QM/MM calculations for uncatazlysed phosphoryl-transfer reactions involving either diphosphates or triphosphates have been well documented in the literature showing narrow and symmetric TSE (Klahn et al., JACS 2006, 128 (47) 15310-15323; Cui Wang et al., JPCB 2015, 119(9), 3720-3726). We added these references to the revised manuscript.
The reference to AM1/d-PhoT model was added.
Reviewer #3 (Recommendations For The Authors):
In the revised ms, the authors indeed addressed many of the points raised in the previous round of review. In addition to the issue of TSE and committor mentioned above, another point that needs to be carefully explained is the very significant difference between umbrella sampling results and those in Fig. 1C - especially for the case without Mg2+ - the difference of more than 20 kcal/mol is not something that can be ignored at a qualitative level.
We thank the reviewer for pointing out that the difference in free energy profiles between umbrella sampling (US) and MSMD, especially in the case without Mg2+ needs to be addressed.
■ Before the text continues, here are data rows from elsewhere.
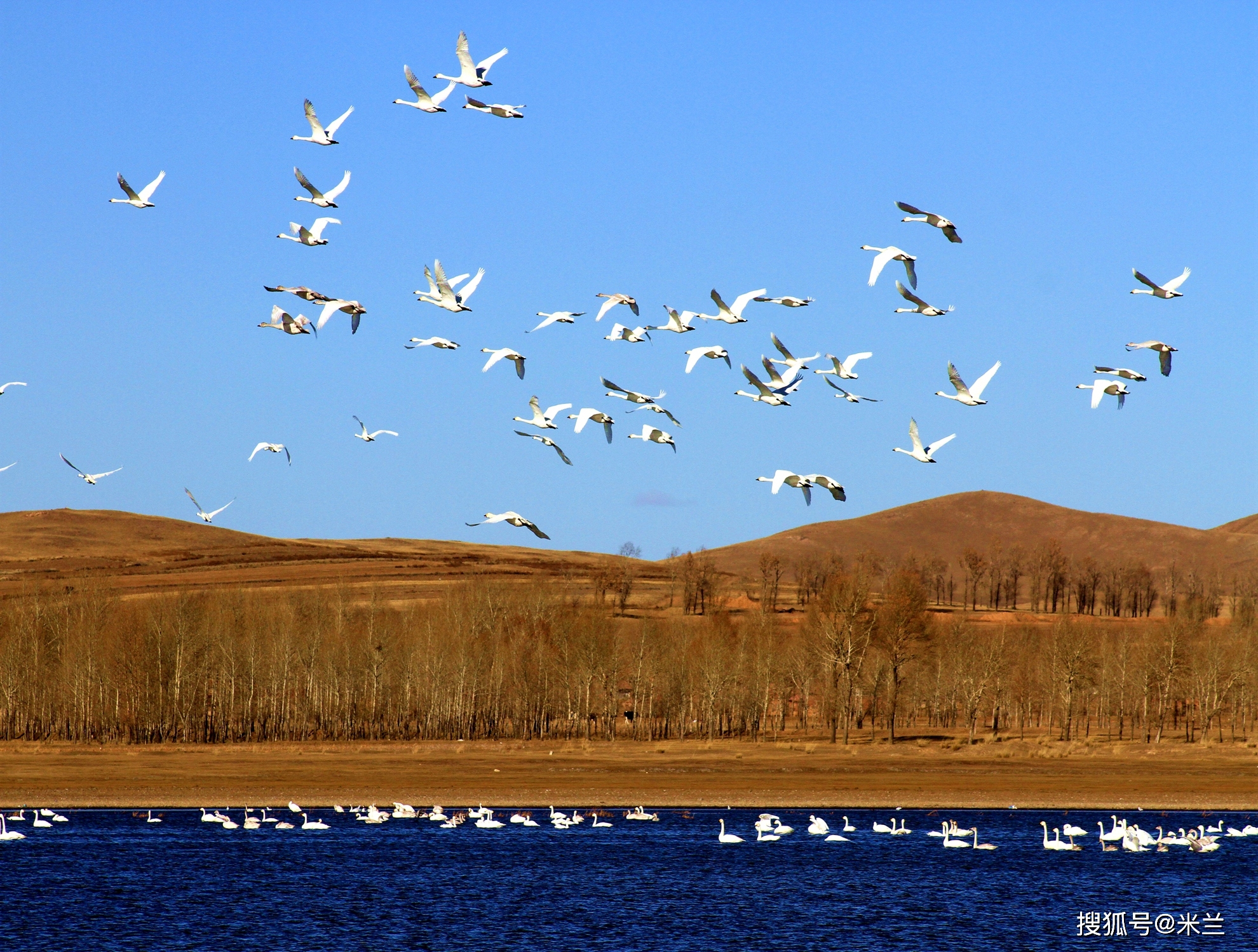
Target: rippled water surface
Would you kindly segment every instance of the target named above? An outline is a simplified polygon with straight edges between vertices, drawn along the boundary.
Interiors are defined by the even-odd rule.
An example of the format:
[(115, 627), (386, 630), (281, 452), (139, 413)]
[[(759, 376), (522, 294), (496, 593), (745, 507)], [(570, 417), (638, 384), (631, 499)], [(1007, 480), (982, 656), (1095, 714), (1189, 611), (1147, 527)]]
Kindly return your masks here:
[[(871, 831), (889, 814), (847, 811), (852, 843), (810, 836), (808, 811), (775, 810), (793, 835), (736, 845), (717, 843), (717, 820), (754, 840), (759, 811), (618, 812), (611, 829), (566, 831), (369, 826), (322, 810), (325, 831), (224, 830), (190, 810), (162, 811), (162, 824), (63, 812), (69, 822), (14, 824), (26, 839), (0, 843), (3, 949), (1258, 949), (1258, 836), (1214, 854), (1102, 853), (1108, 814), (947, 812), (999, 846), (976, 853), (925, 835), (945, 814), (907, 810), (896, 816), (915, 833), (894, 838)], [(818, 815), (843, 825), (842, 811)], [(1150, 831), (1258, 822), (1128, 819)], [(1040, 820), (1093, 833), (1081, 853), (1050, 853)], [(1127, 913), (1127, 936), (1078, 938), (1088, 910)], [(1223, 913), (1225, 934), (1146, 938), (1135, 912)]]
We believe that the key reason for this difference lies in the methodological approaches of these techniques.
Umbrella sampling is an equilibrium enhanced sampling method, that allows for a balanced and thorough exploration of the free energy landscape, the MSMD is a non-equilibrium method and estimation depends of the averaging scheme used and the number of trajectories. In the present work, the free energy was estimated using an exponential average. This averaging scheme has a slow convergence, small variance and may overestimate the free energy barrier, specially if the barrier as seen in the absence of Mg is quite high. This factor could explain the significant difference between umbrella sampling and MSMD combined with Jarzynski’s equality.
We have added new panels to Fig. 4 to compare the TSE from the more accurate umbrella sampling to the MSMD simulations, buttressing the validity of our original findings. We revised the manuscript discuss the differences between the MSMD and the umbrella sampling free energy profiles.